El conductor tendría entorno a veinte años; cara enjuta y un ligero bigote que no llegaba a cubrir unos finos labios que dibujaban una gran e inocente sonrisa. Como si de un contradictorio contraste se tratara, a través de su penetrante mirada se intuía la experiencia del que ya ha vivido todo lo que pueda llegar a aspirar y solo su intenso pelo negro rebosaba de nuevo con vida como si de un oscuro estallido primaveral se tratara.
Qué poco tienen que ver las experiencias de este muchacho con las experiencias que vivirá mi nieto cuando tenga sus mismos años. Si seguimos insistiendo en la edad como un parámetro de comparación, la imprecisión que arroja es enorme y la variabilidad en el tiempo y espacio lo hace inservible. Sin embargo, todos caemos en la trampa de seguir comparando a nuestros semejantes según los años cumplidos y sin darnos cuenta esa comparación es cada vez más vaga e incluso puede hasta resultar frustrante. Imaginemos que comparo mi vida a los veinte años con la de Alejandro Magno. Yo, reportero sin ninguna experiencia, dueño de una vieja cámara frente al emperador de medio mundo. En estas condiciones resulta imposible competir y solo ganaría el abatimiento. Ahora comparemos mis veinte años con los que seguramente viva mi nieto. Él los pasará rodeado de opulencia y desilusión, mientras que yo sacaba fotos en una guerra que pasó tan desapercibida como las obras menores de los grandes escritores. Si su máximo temor por la noche consistirá en no poder acudir a la enésima fiesta con las mismas conversaciones sin rumbo rodeadas de evasiones, el mío era escuchar la sincronizada marcha de las tropas por las calles.

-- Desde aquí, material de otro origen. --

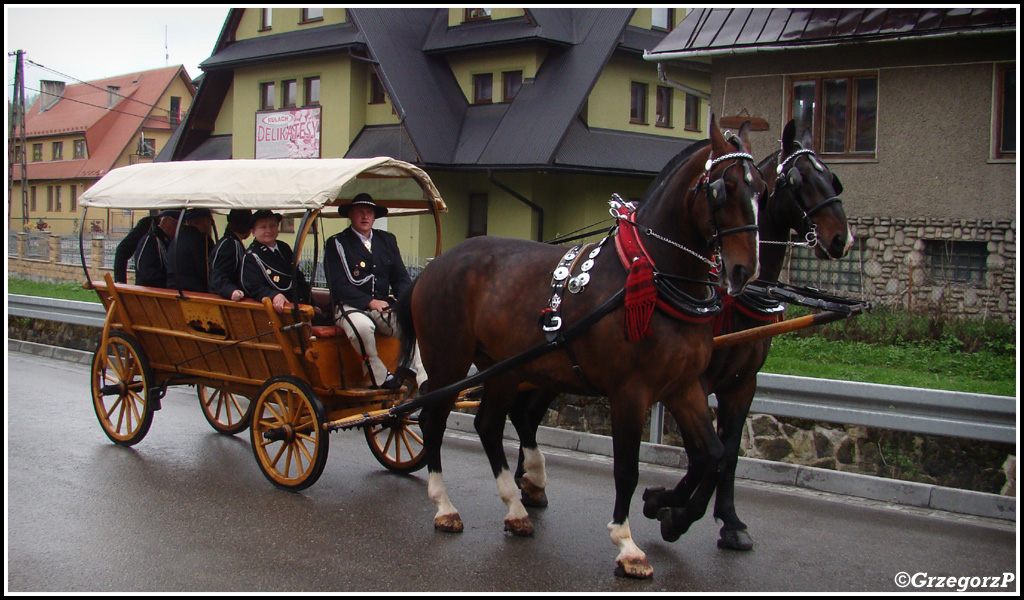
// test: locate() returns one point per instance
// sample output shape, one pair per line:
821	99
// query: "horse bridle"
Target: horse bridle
793	180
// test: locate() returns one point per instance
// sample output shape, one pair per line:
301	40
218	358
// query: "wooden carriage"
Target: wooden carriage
290	381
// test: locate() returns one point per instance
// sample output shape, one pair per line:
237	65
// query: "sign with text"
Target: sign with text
288	134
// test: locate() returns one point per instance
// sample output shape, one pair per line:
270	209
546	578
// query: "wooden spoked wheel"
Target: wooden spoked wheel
287	433
397	443
227	413
122	389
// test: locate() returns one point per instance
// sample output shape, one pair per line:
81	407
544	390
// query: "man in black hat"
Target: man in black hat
188	251
366	273
266	266
225	258
151	256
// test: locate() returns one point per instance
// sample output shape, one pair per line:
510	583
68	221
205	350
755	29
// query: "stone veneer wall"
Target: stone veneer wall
896	270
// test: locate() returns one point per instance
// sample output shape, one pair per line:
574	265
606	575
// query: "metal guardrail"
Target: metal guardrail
979	417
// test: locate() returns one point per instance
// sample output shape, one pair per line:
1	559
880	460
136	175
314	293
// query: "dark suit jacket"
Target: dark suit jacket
225	265
356	275
186	260
266	273
151	259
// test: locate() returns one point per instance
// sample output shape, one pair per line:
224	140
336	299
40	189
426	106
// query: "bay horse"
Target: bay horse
803	198
479	303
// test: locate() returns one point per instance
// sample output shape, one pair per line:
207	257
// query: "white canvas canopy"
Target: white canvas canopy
283	184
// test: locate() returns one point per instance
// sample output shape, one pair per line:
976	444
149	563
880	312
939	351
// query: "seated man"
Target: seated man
365	272
225	258
188	251
151	256
266	266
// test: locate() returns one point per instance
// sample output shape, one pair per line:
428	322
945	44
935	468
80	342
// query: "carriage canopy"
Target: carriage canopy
287	185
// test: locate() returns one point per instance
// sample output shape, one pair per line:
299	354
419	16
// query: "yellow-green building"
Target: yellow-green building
77	133
526	119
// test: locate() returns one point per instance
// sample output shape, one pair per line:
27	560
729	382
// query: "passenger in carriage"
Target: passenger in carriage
188	251
225	258
151	256
266	265
366	273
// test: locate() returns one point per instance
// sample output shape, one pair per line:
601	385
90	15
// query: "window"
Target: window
962	262
290	90
175	116
477	215
312	91
1006	115
638	102
664	106
663	18
692	113
511	82
841	112
266	96
377	94
482	84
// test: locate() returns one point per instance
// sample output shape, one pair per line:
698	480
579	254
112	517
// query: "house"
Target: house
77	133
914	109
526	119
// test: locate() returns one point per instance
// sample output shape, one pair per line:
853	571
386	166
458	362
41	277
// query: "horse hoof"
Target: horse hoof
532	496
669	532
735	540
652	502
637	568
449	523
521	527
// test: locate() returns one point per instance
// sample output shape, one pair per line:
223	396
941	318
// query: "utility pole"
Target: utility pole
16	139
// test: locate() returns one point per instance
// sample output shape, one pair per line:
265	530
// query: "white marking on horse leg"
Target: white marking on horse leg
438	495
534	466
509	493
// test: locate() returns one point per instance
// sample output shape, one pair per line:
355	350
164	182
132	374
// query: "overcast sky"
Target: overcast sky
89	42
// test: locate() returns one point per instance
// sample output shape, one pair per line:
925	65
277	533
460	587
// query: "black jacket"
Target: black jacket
225	265
151	259
356	275
266	273
186	260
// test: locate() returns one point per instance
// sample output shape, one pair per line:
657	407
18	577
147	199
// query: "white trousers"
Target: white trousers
360	326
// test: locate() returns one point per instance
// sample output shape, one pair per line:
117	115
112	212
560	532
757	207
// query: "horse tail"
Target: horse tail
407	327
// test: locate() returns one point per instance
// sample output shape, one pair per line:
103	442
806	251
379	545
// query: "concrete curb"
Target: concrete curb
854	484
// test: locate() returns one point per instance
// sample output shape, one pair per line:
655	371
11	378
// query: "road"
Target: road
187	510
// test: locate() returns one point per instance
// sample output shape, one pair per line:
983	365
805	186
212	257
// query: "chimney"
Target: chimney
113	95
50	92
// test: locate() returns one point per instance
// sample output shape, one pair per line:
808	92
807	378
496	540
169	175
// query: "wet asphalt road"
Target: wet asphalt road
187	510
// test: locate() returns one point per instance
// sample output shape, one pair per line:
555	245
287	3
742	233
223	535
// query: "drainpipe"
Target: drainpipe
525	201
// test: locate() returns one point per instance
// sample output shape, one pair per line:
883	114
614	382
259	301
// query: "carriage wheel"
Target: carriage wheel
397	443
227	413
288	434
122	389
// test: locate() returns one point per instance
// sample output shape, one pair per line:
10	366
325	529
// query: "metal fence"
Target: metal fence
978	417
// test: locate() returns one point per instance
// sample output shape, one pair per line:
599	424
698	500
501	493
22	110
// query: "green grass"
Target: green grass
69	291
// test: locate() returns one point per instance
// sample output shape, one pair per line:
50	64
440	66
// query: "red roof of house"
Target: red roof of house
82	109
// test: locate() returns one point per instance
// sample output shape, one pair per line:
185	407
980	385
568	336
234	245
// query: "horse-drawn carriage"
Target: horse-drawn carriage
293	380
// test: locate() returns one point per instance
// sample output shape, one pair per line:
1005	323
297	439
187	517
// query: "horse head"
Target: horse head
732	186
805	196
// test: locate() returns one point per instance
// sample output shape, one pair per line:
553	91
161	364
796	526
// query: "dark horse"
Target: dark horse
803	198
480	302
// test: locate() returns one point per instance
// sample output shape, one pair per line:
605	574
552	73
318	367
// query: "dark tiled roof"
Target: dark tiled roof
711	30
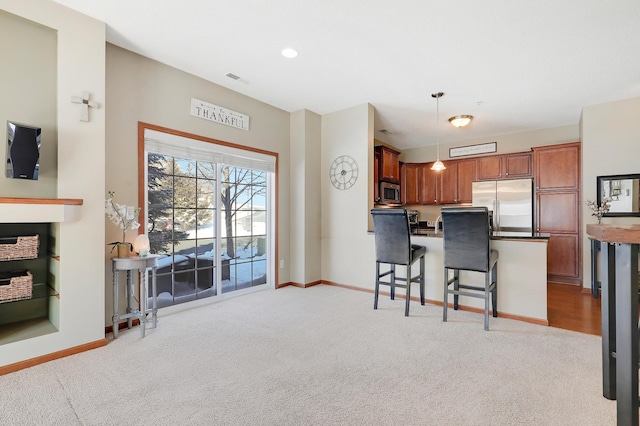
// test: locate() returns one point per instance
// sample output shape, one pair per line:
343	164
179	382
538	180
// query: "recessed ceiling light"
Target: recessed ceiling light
289	53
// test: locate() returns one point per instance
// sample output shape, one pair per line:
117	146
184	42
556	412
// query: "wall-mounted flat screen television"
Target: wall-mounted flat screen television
23	151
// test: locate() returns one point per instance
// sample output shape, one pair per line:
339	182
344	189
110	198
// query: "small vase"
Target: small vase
124	249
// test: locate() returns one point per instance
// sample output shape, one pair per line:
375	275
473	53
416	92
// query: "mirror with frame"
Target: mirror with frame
624	191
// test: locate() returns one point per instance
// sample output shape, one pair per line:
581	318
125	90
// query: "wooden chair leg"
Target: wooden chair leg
377	288
422	280
408	293
487	295
392	280
494	299
456	287
445	305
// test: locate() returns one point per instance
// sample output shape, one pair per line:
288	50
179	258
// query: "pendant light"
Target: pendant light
438	165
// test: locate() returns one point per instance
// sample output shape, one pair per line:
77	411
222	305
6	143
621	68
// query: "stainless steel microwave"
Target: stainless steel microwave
389	193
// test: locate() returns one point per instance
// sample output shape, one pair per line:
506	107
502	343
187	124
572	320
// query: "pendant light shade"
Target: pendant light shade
461	120
438	165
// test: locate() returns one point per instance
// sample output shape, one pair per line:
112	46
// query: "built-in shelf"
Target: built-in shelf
25	210
23	330
38	291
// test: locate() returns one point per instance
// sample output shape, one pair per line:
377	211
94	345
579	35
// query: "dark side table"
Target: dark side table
130	265
619	292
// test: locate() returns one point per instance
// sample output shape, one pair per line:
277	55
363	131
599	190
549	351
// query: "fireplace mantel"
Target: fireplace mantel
21	210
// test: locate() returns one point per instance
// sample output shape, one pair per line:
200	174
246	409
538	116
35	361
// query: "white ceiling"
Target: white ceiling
516	65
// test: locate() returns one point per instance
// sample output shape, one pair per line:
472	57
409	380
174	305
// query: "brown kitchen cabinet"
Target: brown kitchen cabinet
376	184
467	173
429	183
557	176
490	167
517	165
505	166
449	186
410	189
448	183
557	167
389	168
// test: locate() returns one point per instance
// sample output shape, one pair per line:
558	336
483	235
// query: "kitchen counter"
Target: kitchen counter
496	235
522	273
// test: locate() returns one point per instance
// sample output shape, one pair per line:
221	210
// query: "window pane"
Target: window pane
206	194
184	208
259	273
184	167
206	170
184	193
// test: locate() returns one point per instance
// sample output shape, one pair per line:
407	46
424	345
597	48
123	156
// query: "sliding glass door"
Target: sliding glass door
209	223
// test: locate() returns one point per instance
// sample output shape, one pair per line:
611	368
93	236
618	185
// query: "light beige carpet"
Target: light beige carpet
319	356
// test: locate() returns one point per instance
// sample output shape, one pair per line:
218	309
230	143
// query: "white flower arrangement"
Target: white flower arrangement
599	211
122	216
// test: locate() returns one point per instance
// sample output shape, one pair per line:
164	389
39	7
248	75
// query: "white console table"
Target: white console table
142	265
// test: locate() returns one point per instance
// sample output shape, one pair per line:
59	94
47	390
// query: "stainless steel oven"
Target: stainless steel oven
389	193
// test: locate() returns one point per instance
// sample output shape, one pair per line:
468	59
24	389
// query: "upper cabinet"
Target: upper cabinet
389	168
411	192
517	165
467	173
506	166
557	167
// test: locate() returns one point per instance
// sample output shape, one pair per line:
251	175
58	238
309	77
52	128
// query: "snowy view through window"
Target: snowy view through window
194	207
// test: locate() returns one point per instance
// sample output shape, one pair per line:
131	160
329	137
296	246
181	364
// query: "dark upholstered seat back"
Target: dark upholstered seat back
393	238
466	238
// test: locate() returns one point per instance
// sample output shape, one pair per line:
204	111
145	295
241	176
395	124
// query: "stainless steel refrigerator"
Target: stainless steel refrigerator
510	201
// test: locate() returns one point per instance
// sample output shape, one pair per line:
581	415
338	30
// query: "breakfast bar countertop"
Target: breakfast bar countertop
496	235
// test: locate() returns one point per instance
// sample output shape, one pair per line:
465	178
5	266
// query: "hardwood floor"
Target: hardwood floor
570	309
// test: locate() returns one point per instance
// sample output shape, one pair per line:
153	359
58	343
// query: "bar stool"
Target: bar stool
467	246
393	247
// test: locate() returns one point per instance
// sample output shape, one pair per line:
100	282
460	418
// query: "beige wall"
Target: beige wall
347	249
28	96
610	145
305	201
79	65
140	89
515	142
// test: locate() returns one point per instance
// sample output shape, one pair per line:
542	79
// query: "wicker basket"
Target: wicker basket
15	285
13	248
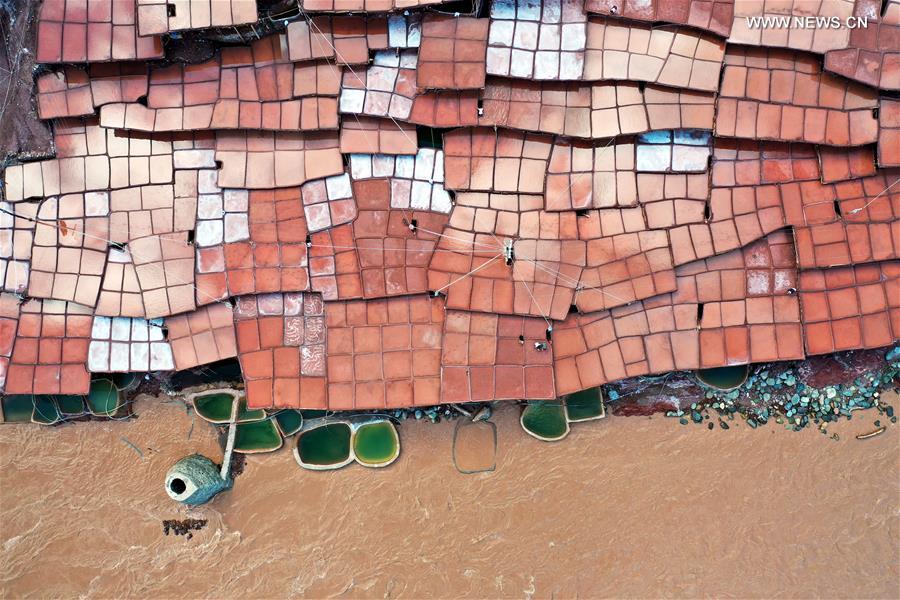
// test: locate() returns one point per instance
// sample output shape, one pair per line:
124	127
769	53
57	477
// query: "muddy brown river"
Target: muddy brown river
624	507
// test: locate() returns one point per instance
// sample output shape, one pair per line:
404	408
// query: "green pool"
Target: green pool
723	378
17	409
70	405
216	408
45	411
376	443
325	446
584	405
545	420
289	422
258	436
103	399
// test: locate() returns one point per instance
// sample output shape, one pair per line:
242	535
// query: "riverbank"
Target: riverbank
623	507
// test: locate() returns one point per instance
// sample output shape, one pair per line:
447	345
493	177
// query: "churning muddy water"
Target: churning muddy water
624	507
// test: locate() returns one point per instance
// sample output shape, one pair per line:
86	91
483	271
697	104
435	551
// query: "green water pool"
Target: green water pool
17	409
289	422
216	408
545	420
325	446
70	405
45	411
584	405
257	436
723	378
376	443
103	399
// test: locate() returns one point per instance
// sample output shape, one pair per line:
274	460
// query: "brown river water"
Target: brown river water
624	507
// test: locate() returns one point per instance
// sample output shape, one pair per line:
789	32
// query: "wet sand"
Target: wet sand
625	507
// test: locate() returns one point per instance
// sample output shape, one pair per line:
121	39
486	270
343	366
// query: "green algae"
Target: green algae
45	411
376	444
723	378
70	405
545	420
17	408
326	446
289	422
103	398
257	436
584	405
215	407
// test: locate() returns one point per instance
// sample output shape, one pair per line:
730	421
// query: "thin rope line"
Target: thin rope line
470	273
339	57
862	208
393	249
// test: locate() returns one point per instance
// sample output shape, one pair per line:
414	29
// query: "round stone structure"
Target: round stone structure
195	479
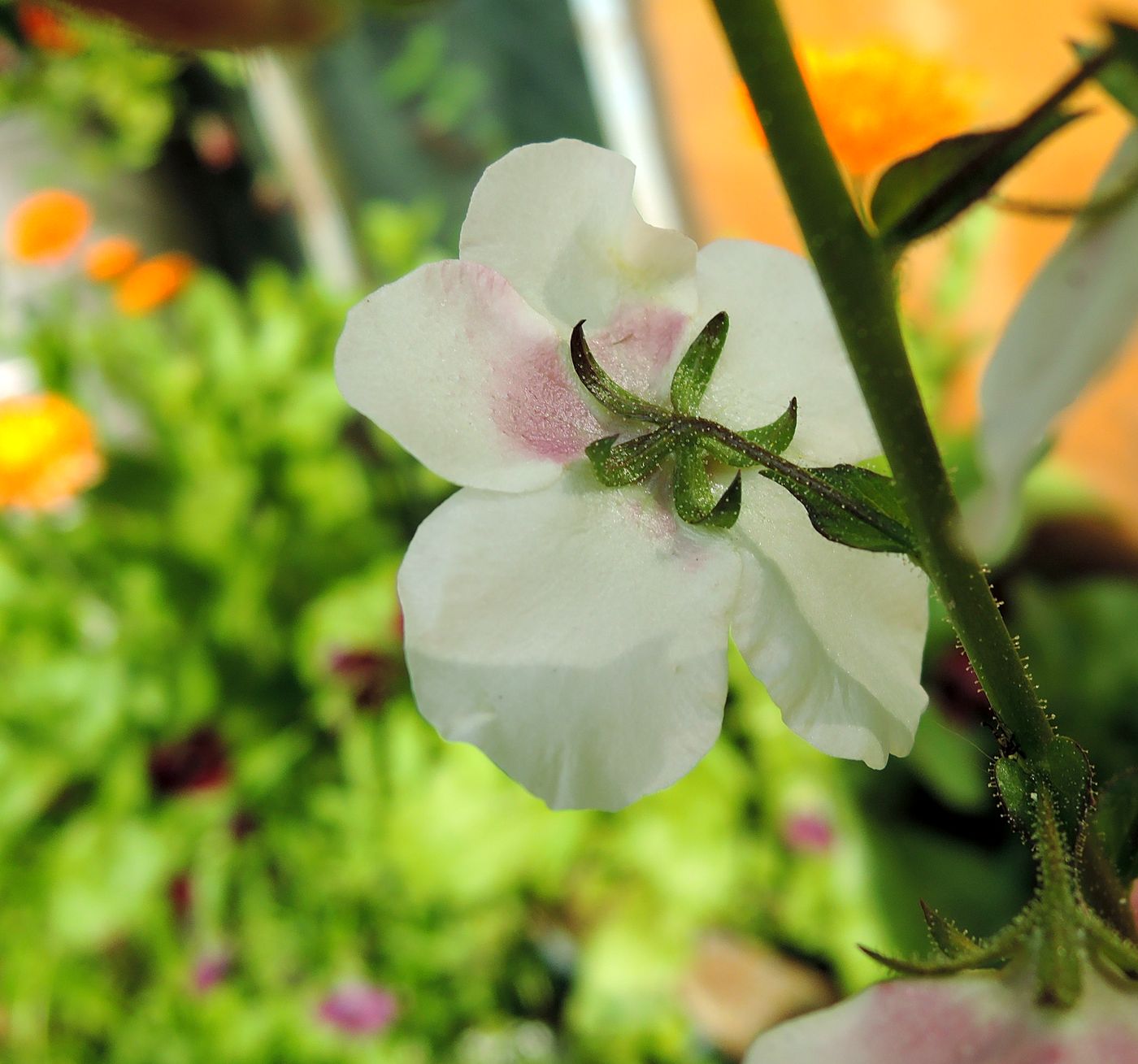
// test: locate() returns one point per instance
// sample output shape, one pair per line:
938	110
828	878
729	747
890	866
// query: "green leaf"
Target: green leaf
1118	79
605	389
1070	773
619	464
726	511
1126	42
949	939
1117	823
780	434
692	376
1018	790
851	506
919	195
694	493
775	437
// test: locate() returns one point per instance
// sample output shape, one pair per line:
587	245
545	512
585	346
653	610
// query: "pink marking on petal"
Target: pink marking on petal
537	402
637	344
808	832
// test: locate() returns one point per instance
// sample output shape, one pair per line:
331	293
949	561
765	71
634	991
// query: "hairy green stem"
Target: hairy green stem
857	278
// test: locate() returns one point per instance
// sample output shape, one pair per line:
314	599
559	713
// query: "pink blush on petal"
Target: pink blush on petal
536	404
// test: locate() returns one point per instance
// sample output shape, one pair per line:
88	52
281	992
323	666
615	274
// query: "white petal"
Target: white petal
834	634
454	364
965	1020
782	344
576	635
1072	322
558	219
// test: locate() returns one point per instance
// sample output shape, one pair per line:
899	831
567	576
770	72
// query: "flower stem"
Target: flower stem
857	276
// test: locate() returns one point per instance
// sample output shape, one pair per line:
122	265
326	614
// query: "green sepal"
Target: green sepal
620	464
1118	79
1058	963
775	437
726	511
1018	791
919	195
851	506
780	434
1117	823
605	389
692	376
1069	771
949	939
1121	952
990	952
694	492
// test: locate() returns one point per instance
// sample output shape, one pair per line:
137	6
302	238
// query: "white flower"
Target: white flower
964	1020
577	634
1073	321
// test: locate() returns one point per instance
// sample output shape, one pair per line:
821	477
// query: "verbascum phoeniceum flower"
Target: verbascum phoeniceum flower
569	610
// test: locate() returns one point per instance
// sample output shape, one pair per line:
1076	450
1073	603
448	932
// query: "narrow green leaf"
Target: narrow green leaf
1118	79
605	389
694	491
1117	823
692	485
726	511
1069	770
949	939
775	437
780	434
1126	42
692	376
1016	790
919	195
851	506
619	464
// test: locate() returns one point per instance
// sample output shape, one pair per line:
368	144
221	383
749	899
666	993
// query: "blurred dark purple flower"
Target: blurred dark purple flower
371	675
808	832
358	1009
180	892
197	762
956	691
211	970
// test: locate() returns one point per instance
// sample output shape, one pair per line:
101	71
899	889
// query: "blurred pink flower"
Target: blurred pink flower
197	762
808	832
210	970
358	1009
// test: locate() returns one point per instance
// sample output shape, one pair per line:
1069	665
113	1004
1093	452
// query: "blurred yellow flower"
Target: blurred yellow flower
48	452
111	258
47	227
881	102
154	282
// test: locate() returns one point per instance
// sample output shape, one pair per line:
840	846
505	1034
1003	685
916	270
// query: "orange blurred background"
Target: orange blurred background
1020	50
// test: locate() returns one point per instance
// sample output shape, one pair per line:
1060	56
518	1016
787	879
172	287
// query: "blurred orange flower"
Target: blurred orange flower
111	258
881	102
154	282
47	227
46	30
48	452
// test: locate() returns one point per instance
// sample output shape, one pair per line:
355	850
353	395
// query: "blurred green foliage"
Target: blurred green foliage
242	543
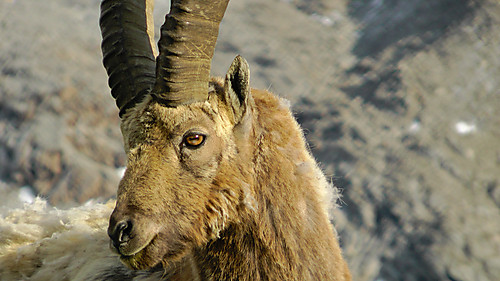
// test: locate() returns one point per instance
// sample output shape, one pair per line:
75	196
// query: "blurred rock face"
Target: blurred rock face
398	99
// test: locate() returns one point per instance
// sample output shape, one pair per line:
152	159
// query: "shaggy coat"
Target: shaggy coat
249	204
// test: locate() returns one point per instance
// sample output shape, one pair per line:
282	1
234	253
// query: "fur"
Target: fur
250	203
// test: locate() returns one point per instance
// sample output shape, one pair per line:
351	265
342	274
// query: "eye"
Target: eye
194	140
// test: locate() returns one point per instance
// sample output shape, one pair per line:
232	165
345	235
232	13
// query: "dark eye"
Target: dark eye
194	140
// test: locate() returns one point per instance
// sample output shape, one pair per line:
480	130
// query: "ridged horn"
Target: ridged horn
186	48
128	52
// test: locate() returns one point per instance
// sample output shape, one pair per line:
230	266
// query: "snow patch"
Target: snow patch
465	128
121	171
26	194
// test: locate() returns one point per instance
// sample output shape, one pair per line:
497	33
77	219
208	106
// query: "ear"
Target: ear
237	87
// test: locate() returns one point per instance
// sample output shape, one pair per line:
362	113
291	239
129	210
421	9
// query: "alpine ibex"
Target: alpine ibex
219	182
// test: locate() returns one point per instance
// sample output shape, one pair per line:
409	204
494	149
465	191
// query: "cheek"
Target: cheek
204	161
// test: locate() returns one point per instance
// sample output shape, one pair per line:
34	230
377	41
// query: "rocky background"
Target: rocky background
399	101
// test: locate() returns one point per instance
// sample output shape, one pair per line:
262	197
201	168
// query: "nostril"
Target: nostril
121	232
124	229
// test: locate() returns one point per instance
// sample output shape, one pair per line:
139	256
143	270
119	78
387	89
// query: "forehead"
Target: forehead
174	118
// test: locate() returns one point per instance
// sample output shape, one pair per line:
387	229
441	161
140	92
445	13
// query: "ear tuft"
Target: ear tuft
237	87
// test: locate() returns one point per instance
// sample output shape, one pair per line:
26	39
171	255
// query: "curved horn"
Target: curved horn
128	52
186	46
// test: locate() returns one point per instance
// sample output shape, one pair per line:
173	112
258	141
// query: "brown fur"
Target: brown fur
249	204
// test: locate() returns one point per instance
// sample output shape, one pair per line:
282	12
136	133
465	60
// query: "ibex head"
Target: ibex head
179	128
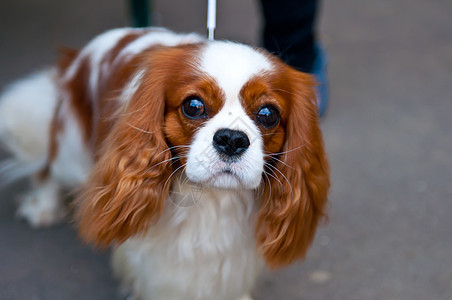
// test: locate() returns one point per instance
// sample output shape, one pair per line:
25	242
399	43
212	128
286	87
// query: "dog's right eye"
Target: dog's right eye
193	108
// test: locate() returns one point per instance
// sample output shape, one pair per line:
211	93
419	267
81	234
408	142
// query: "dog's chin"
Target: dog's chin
227	180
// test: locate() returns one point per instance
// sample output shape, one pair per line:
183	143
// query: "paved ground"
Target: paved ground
388	134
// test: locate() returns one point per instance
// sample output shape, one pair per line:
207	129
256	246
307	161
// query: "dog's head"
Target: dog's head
230	117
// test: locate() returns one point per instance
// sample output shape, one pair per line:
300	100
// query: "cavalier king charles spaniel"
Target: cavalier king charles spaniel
200	162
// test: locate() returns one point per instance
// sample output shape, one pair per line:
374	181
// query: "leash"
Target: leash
211	18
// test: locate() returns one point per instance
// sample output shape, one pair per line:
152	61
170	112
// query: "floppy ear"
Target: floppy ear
128	186
293	203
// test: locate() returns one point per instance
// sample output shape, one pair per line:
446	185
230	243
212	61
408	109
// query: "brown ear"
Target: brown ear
295	195
128	186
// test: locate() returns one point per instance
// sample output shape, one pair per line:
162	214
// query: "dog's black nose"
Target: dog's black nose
230	142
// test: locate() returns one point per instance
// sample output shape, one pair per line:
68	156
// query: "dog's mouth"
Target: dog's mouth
225	178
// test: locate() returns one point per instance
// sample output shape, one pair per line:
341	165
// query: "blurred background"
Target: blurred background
387	133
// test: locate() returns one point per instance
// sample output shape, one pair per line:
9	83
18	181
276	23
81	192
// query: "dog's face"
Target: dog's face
225	116
230	117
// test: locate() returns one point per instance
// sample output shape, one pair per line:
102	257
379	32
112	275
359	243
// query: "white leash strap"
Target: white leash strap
211	17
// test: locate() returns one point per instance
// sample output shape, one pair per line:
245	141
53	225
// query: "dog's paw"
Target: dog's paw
39	211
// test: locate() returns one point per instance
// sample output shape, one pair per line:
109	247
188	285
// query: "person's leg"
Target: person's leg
289	32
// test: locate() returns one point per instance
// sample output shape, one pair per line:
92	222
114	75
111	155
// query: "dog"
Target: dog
201	163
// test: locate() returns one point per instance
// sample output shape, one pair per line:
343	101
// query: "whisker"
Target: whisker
166	182
284	152
274	168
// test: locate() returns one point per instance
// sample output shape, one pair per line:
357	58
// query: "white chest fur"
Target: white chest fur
205	250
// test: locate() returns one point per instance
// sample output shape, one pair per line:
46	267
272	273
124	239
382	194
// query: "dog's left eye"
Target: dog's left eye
268	116
193	108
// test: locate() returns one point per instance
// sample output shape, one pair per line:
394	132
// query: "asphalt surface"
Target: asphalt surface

-¿Se puede sentar señor?, la carretera es demasiado mala para viajar de pie-
No hubo respuesta y Antoine sacó de su desgastada funda de cuero bañada por los años una cámara de fotos, que resultaba tan anticuada que había recuperado todo su valor e incluso lo había sobrepasado. Su tembloroso pulso intentó fotografiar un paisaje igual que años atrás, pero al intentar concentrarse, un pequeño traspié le dejó sentado.
-Ya se lo dije señor.-
Se levantó de nuevo y miró por la ventana para ver el mismo color verde húmedo que cubría los campos durante kilómetros. Las mismas espigas clavadas en la misma tierra pantanosa y labrada por las mismas personas. Aunque el paisaje poco había cambiado, la realidad social era muy diferente entonces, si bien las costumbres seguían siendo invariables.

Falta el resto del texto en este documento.